The Bible says that pastors are supposed ''to prepare God's people for works of service, so that the body of Christ may be built up'' (Eph. 4:12). Take careful notice of this Scripture, for it is foundational to the concept of the church-as-a-force.

Preparing God's people - that’s my job, and that's a whole different ball game from doing the ministry myself. The church needs to place its members in a healing environment of love, acceptance, and forgiveness. We must bring people to wholeness in such an environment, equip them, and then release them.

What is the ministry of the church-as-a-force?

The automatic result of great healing is great outreach. As people come to wholeness, they minister. Other people are touched.

When the church is a force, the ministry-by-professionals-only tendency of the church-as-a-field yields to a ministry by all the believers. Along with this comes an altering, even a dissolution of the traditional lay-clergy role. That is easy to say, but it's hard to do in an established church. People don't know how to let it happen. They don't know how to cope with a pastor who actually expects the people to carry on the ministry. They almost demand that the pastor do the work.

The breakdown of the clergy-layman distinction is also frightening for pastors. The pastor is losing his safety zone and he feels vulnerable. People know he is as human as anyone else, though he happens to be a pastor. That's very threatening to some men. They feel they will not be respected any longer, that their leadership capability will be impaired. Many men are even taught in seminary not to be friends with church members - to keep a ''healthy distance'' away from the people.

Pastors are, in fact, as human and fallible as anyone else. Why play charades then? What good is leadership that must depend on falsehood for its strength?

In the church-as-a-force the pastoral leadership is also constantly endeavoring to facilitate the ministry of the members. This means the pastor carefully avoids usurping that ministry. He does not do the work for the people but involves them in doing it themselves.

What is the motivation of the church-as-a-force?

What are we trying to accomplish? We are trying to bring healing to the whole man, to every area of a person's life. We are not out to use or exploit people, as is the temptation in the church-as-a-field.

The church-as-a-force becomes a healing agency in the community, not a place of refuge from the community. Nor is the church a competitor with the world. We don't want to compete but to change priorities so that family, school, vocation, entertainment, and the rest take their proper place.

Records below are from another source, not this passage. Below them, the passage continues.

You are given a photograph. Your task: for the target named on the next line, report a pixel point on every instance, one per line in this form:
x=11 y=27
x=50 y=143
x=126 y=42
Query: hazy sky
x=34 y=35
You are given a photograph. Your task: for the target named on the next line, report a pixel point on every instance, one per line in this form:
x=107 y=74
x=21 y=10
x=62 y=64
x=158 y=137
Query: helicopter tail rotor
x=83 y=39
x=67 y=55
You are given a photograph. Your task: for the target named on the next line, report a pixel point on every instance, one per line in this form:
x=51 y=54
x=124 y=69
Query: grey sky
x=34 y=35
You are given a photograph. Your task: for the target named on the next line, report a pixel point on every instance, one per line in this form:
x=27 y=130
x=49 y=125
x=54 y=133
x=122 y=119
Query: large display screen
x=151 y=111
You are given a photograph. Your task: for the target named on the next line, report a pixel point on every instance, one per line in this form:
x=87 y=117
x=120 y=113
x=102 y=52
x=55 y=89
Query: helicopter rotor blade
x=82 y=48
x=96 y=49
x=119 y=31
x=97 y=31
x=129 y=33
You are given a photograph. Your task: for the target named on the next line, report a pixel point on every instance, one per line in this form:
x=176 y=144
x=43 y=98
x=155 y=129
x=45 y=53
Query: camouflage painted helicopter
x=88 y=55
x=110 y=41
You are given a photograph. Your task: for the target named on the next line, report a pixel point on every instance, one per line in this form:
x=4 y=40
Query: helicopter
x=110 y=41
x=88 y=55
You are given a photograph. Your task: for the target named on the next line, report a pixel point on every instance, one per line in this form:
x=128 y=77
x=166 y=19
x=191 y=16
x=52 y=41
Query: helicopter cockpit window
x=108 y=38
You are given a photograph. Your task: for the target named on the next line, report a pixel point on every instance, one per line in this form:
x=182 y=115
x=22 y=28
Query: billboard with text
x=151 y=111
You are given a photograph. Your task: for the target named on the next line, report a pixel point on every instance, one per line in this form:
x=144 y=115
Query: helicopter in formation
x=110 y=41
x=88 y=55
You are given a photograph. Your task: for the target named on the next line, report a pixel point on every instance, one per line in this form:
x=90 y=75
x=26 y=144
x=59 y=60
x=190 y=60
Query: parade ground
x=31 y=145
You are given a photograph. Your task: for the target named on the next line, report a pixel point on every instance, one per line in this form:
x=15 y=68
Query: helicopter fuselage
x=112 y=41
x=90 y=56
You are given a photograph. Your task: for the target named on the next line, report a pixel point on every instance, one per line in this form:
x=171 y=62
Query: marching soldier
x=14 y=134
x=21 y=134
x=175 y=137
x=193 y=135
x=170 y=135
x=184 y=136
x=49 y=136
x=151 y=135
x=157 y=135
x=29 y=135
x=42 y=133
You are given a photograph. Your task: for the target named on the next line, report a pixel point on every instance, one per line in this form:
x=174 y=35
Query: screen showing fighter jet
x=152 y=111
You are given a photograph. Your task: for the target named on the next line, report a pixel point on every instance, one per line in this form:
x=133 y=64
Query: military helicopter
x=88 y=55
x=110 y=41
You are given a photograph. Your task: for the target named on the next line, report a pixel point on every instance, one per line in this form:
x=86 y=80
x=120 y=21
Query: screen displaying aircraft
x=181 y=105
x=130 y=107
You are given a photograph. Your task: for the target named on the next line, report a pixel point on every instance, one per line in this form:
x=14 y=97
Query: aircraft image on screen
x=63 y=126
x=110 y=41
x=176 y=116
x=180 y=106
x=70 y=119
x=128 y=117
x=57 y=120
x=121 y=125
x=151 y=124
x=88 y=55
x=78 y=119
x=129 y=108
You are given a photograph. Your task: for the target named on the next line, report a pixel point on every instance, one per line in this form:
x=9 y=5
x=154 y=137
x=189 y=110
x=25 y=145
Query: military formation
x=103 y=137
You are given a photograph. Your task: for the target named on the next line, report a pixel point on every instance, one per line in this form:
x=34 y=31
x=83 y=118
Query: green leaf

The church-as-a-force concept is not without potential dangers.

Most pastors get nervous when the ministry is placed in the hands of non-professionals. Ordinary people start going in all directions, witnessing, caring, praying for the sick and distressed. The pastor may not even know about everything that's going on, and he may begin to feel that things are out of control.

In fact, things are out of control, but a pastor need not be intimidated by this. I've decided that if only what I can control is allowed to happen through our congregation, not much will happen.

In the church-as-a-force, the pastoral role is dynamic and in constant refinement. That is also threatening to some pastors. You see, as the church is developing, the pastor's role is also developing within that context. I’m doing different things now than I did a year ago, and I never do arrive. I must keep on responding to what God is doing in the Body.

Another danger in the church-as-a-force is the confusion that arises because of nontraditional structures and patterns of action. People who come to us with the field mentality deeply ingrained do not understand us. We are always having to educate a new wave of people. In three years we went from under 500 to about 3,000 members. That gave us a big job to do in communicating the principles upon which our church is built.

Despite these and other possible dangers, the end results of the church-as-a-force are wonderful. The true pastoral function - to equip the saints for the work of ministry - is preserved. That is vitally important for, according to Scripture, that is the only true function a pastor has. That's it. And as much a pastor can dedicate himself to that single work, he is fulfilling his ministry.